保険薬局
(11)3月は自殺対策強化月間です
一人一人が尊重される社会
薬剤師 産業カウンセラー 荒井 なおみ
寒さはまだまだ続いていますが、日が伸びてきたのを確かに感じる今日この頃。3月と聞いただけで、心が少し温かくなります。ところでその3月ですが、自殺対策基本法では「自殺対策強化月間」として位置付け、地方公共団体が取り組みを行っています。
1.自殺対策基本法とは
2000年以降自殺者数が毎年3万人を超えていた(警察庁統計資料による)状況を背景とし、自殺の防止と自殺者の親族等への支援の充実を目的として制定されました(2006年6月21日公布、10月28日施行)。
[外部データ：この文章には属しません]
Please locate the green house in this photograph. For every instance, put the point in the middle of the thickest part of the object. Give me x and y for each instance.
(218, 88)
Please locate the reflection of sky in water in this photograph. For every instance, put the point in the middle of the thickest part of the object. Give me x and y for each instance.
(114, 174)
朝日新聞デジタルによれば、2022年の自殺者数は速報値で2万1584人、前年より577人(2.7%)増えたとのこと。増加は2年ぶりであり、中高年の男性で大幅に増えたそうです。支援団体によれば「コロナ禍の影響が生活の様々な場面に浸透し、生きるための基盤が低下している」ということでした。
自殺対策基本法 第一章「基本理念」第二条を以下に示します。
自殺対策は、自殺が個人的な問題としてのみとらえられるべきものではなく、その背景に様々な社会的な要因があることを踏まえ、社会的な取組として実施されなければならない。
ここ数年は、新型コロナ感染症による長期間の大きな変化が私たちの上に重く圧し掛かっています。経済的な困窮、孤立感、ストレスによる心身の不調など、コロナは私たちの生活に大きな影響をもたらし続けています。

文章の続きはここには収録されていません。